As soon as the average person in the United Kingdom finds out I am a Christian, I battle their instant suspicion. Eyes narrow, voices change pitch, occasionally silence ensues. I immediately identify myself as being on some sort of team, and not one they are very comfortable knowing. I’ve been asked all sorts of questions:
“What kind of Christian?”
“Do you really believe the Bible is true?”
“Are you going to tell me that I’m going to hell now?”
It makes me wonder where and how the people I meet have developed their perception of Christianity. I am sometimes bewildered at how we have become so suspicious.
I recently heard a Scottish preacher named David Robertson speaking in Glasgow. He explained that we still teach in our churches at a level three or four for spiritual knowledge, but the average Scot today is at a level zero. One of his many excellent points was the reminder: “This is a beautiful opportunity.”
If you’re reading this, you probably know Jesus. His words and work have changed your life. You know that there’s nothing suspicious about the God who became man, spent 30 years in relative obscurity, lived three years of documented, holy love and stretched out His arms, giving His life to pay the price we could not pay.
We know Jesus. But by and large, our world doesn’t.
In the increasingly post-Christian generation, which is fully realized in the U.K. and Europe and increasingly close in America, Christ is more often a swear word than a Savior.
We are faced with the opportunity and challenge of writing, painting, posting, explaining and living in light of a Gospel that is foreign to our world. Every day I am reminded how foreign the love of God is to our natural state of being.
Most of the missionaries of previous decades had to translate the Word of God into Quechua and Mandarin, Arabic and Farsi. I recently read a novel where a modern space missionary translated the Bible into an alien language. The work of Bible translators is deeply important, valuable and continuing.
But may I suggest that for our generation, to our culture, our calling is to translate God’s love even to those who speak our language.
To a generation that has only known broken homes and broken promises, how will they understand a faithful love?
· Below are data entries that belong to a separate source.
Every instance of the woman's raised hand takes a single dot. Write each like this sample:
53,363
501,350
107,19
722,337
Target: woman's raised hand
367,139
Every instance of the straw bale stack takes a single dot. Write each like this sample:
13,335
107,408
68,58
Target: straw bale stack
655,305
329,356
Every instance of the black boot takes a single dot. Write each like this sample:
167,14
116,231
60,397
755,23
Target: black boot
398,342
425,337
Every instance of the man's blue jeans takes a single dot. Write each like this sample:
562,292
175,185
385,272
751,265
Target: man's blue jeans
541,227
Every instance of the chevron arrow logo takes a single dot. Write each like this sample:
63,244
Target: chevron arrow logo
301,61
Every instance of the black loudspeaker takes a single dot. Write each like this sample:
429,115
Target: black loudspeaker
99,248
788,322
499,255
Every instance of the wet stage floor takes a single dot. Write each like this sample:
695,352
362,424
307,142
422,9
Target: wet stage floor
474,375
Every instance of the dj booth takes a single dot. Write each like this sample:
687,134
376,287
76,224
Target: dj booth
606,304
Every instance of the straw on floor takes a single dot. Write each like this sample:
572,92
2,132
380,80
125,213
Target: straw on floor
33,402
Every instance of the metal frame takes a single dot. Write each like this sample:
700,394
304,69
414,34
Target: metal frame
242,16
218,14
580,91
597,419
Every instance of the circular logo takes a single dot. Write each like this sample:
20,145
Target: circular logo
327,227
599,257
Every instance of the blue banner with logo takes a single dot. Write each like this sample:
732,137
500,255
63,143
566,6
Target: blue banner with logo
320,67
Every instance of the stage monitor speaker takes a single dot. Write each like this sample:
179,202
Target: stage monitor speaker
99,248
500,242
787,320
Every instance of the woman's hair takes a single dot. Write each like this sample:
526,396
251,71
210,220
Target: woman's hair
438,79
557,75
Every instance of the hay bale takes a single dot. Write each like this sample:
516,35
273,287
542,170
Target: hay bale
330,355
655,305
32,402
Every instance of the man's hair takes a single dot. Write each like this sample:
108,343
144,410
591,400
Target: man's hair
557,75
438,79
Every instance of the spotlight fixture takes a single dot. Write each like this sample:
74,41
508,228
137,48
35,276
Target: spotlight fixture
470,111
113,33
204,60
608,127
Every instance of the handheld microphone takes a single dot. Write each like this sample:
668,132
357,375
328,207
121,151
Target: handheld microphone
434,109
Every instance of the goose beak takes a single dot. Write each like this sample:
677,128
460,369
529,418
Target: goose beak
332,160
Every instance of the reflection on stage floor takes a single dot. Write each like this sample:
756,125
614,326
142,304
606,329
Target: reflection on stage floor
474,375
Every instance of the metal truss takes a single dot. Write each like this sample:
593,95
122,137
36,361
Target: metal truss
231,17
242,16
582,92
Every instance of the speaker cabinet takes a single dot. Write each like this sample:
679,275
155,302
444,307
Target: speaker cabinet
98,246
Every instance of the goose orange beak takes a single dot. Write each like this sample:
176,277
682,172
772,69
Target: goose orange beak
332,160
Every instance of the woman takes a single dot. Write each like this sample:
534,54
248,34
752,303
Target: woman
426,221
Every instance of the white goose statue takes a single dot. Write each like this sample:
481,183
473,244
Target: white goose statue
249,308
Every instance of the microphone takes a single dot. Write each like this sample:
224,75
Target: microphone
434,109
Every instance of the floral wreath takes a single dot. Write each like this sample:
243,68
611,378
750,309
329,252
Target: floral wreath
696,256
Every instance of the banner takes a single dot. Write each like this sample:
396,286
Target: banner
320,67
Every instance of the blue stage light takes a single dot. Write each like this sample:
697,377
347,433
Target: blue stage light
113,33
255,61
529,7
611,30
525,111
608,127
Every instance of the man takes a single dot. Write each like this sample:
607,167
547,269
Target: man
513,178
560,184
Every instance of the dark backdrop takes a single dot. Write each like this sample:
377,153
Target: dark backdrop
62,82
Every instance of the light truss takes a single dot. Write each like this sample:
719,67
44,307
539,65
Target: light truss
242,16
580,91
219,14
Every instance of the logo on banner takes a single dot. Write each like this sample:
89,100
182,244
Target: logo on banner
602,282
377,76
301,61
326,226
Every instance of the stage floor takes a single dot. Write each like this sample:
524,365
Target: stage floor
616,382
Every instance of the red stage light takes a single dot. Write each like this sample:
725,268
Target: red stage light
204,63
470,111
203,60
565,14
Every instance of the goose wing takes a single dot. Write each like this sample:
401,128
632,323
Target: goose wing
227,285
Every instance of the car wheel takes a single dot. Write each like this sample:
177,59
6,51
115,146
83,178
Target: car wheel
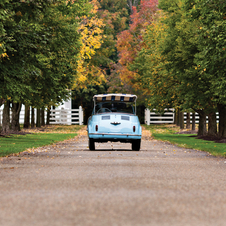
136,145
91,145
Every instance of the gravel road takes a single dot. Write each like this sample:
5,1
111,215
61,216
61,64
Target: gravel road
68,185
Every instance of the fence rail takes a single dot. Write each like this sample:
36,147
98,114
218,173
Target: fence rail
155,118
67,116
151,117
57,116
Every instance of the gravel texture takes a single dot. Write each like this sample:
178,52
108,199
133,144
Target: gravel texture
66,184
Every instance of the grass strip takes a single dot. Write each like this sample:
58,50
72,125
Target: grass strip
167,133
18,143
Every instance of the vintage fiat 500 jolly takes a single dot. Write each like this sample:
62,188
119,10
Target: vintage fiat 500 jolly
114,119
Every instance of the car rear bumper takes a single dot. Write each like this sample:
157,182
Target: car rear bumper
104,137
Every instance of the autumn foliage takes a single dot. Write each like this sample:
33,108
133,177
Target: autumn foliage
130,41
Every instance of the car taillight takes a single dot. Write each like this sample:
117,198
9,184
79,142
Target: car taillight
134,128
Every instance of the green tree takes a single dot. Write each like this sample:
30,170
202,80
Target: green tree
42,43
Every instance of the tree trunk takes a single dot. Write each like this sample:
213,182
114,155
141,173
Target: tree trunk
181,119
188,124
43,117
178,117
27,116
32,117
48,115
193,121
2,101
38,121
222,120
212,124
202,123
15,124
6,118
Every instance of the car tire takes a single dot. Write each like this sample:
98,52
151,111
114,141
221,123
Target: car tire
91,145
136,145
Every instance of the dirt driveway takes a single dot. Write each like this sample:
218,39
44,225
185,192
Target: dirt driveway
66,184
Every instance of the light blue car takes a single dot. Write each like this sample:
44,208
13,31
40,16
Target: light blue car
114,119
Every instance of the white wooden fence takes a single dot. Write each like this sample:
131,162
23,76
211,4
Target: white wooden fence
155,118
151,117
57,116
67,116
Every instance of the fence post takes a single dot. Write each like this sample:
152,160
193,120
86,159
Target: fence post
80,116
147,116
0,117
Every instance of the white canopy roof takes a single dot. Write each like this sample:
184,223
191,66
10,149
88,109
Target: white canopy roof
115,97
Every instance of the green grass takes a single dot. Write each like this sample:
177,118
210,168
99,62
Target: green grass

To a culture that has only heard rampant profanity and vulgar jokes, how will they learn holiness? To a people who have witnessed hypocrisy, pride, adultery and betrayal inside the church, how can they grasp grace?
God in His infinite mercy has many ways to love a “level zero” spiritual culture.
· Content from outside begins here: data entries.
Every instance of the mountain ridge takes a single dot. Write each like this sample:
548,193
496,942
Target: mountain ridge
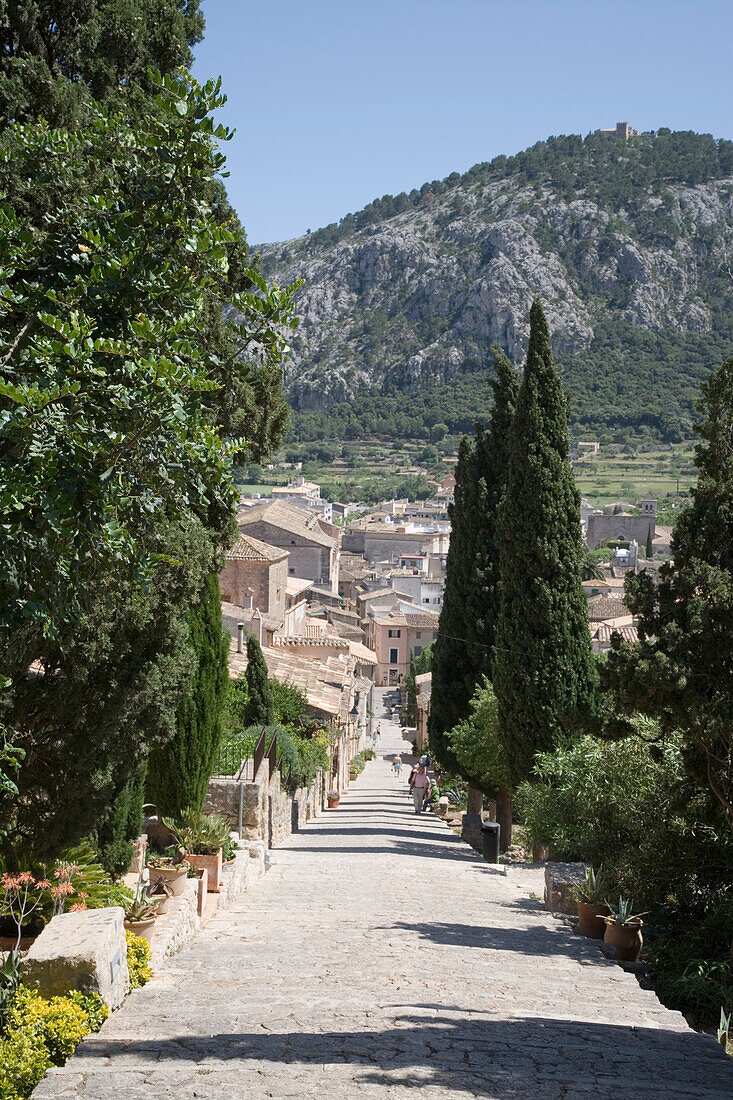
626,242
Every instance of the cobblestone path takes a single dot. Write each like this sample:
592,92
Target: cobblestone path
381,956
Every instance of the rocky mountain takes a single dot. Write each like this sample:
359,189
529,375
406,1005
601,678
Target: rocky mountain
628,243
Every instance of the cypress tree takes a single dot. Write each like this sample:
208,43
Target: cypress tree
492,459
179,771
466,637
259,710
121,825
453,657
543,667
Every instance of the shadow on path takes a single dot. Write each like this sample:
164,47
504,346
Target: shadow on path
453,1048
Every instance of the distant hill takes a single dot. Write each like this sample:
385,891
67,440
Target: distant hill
630,245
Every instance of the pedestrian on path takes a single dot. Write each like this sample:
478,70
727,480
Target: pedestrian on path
420,789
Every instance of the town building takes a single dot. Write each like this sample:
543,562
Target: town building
314,545
395,635
423,690
622,527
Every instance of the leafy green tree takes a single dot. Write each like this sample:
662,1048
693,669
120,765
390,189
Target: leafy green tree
57,58
259,710
178,772
681,669
115,480
477,746
543,667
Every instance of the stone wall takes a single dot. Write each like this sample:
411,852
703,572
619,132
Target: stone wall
602,528
269,814
265,579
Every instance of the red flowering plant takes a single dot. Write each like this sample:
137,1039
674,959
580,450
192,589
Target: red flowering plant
23,894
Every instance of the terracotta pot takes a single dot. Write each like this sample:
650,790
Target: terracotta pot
626,938
201,886
590,919
143,928
210,864
162,899
175,878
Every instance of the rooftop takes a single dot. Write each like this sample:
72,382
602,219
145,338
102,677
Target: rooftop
288,518
250,549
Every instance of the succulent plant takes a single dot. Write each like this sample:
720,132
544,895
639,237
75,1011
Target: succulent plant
199,834
623,913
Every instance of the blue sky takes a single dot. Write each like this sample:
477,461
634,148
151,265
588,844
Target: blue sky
339,101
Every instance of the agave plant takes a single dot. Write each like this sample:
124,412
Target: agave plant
623,914
141,908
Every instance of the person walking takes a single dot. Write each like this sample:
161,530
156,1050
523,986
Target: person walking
420,789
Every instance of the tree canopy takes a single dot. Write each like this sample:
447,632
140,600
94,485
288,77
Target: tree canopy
59,58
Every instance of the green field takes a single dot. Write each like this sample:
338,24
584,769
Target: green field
623,476
375,470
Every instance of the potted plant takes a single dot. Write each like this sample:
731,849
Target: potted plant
170,870
159,894
592,906
201,836
623,931
229,850
140,914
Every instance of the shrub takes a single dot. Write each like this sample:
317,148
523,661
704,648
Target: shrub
139,956
634,807
23,1063
41,1033
593,800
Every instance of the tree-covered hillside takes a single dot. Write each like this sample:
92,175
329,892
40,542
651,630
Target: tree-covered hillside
628,244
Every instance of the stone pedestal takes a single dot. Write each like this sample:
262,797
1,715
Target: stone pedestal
471,831
85,950
559,882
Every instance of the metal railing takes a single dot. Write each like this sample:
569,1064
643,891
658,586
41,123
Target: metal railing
259,751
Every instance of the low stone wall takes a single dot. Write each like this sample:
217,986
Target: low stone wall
182,920
223,798
269,813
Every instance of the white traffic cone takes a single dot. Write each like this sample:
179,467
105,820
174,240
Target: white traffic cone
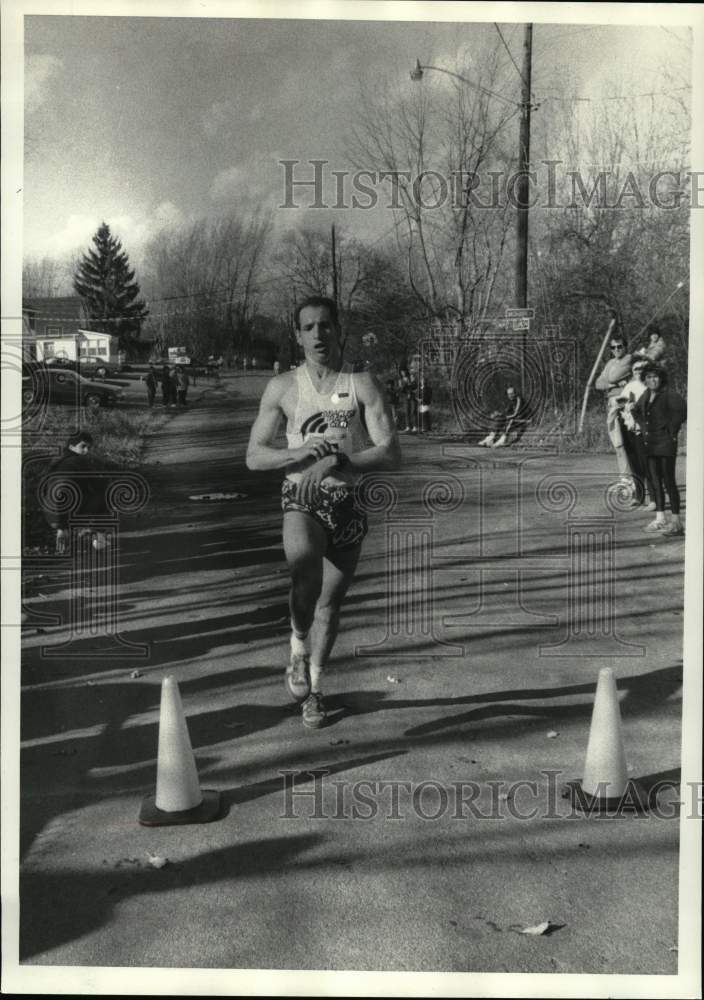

He’s not worried, I’m sure, about His own relevance. The strength of His love is bigger than wary suspicions.
It is in light of this love that I am increasingly confident in being sent to even the English-speaking, tea-drinking, car-driving, bill-paying, unchurched atheists of our generation. From what I have seen over the past two years living in England, our world is desperate for the translated life of men and women who love God.
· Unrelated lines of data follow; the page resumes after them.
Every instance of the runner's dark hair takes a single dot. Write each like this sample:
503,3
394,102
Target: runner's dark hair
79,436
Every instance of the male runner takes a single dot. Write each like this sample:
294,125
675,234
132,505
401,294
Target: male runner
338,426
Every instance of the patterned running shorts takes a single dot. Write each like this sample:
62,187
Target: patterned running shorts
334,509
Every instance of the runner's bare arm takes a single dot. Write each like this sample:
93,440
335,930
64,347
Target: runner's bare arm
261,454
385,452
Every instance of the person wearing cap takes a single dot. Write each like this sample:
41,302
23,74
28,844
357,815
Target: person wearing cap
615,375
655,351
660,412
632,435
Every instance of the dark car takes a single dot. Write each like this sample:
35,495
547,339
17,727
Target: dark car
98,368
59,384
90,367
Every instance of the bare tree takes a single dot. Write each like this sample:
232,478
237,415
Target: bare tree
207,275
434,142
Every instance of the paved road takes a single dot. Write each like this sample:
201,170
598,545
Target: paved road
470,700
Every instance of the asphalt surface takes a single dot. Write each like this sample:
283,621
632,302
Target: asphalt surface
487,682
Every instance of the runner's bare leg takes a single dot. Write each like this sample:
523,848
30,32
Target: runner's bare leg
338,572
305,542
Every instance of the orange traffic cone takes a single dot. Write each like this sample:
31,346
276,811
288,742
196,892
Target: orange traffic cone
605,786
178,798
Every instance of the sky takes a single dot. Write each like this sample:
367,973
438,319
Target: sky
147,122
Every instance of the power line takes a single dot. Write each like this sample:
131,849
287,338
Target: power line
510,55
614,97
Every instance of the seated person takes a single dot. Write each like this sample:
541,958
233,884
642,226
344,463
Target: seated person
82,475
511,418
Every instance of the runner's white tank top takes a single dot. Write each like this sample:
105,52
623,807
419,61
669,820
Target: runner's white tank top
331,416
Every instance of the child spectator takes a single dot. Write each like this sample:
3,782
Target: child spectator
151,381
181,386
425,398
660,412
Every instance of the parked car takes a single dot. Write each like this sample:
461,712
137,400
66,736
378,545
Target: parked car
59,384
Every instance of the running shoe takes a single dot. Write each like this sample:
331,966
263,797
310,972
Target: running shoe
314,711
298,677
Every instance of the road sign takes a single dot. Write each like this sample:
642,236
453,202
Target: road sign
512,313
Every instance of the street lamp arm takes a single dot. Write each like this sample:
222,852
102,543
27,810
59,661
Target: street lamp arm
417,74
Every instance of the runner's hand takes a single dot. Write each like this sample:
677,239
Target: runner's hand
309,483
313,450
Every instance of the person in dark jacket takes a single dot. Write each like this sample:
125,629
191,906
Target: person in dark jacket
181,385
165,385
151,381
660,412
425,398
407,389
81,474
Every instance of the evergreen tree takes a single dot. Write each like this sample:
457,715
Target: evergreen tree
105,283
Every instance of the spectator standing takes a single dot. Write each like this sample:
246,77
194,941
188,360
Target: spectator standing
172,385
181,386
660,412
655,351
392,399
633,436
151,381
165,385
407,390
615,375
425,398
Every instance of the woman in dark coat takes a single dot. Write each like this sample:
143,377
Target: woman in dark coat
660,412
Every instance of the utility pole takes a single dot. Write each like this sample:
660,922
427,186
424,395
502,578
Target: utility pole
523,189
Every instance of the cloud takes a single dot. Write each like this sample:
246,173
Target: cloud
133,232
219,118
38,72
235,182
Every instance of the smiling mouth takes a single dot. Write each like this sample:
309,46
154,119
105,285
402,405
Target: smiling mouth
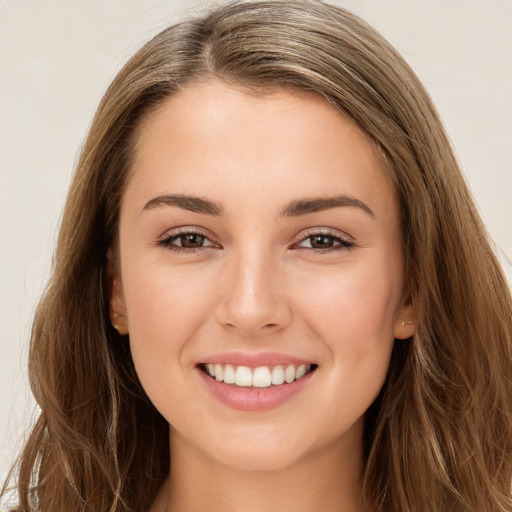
259,377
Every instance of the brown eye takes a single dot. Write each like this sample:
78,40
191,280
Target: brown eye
325,242
321,241
190,241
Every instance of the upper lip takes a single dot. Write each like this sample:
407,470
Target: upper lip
254,359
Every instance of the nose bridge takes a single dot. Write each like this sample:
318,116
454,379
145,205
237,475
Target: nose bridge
254,299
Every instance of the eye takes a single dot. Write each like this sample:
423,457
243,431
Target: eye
186,241
324,242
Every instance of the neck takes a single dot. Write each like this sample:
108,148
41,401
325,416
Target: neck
329,480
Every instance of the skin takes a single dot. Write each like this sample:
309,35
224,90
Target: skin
260,283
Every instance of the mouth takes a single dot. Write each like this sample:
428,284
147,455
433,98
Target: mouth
256,377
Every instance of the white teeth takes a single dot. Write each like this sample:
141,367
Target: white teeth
260,377
289,374
277,375
301,371
219,372
229,374
243,376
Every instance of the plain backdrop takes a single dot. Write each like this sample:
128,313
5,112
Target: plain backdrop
58,56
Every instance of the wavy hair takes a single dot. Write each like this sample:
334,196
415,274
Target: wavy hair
439,436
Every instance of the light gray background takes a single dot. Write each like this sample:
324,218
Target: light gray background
58,56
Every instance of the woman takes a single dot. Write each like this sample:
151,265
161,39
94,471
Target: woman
272,289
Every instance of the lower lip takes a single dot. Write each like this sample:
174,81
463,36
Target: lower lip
253,399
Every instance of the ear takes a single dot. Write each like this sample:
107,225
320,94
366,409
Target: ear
406,319
117,307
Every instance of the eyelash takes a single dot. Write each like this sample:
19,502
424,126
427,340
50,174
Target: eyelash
341,243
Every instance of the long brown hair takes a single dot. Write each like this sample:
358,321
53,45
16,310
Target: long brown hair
439,437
“Such is the confidence that we have through Christ toward God. Not that we are sufficient in ourselves to claim anything as coming from us, but our sufficiency is from God, who has made us sufficient to be ministers of a new covenant, not of the letter but of the Spirit. For the letter kills, but the Spirit gives life” (2 Corinthians 3:4-6).
May God send us out, living letters of His Word. I long for the day when I meet random strangers in public places and say, “I’m a Christian.” And they respond with joy and expectation that the people of God, knowing the love of God, carry the best news ever given. That we are loved.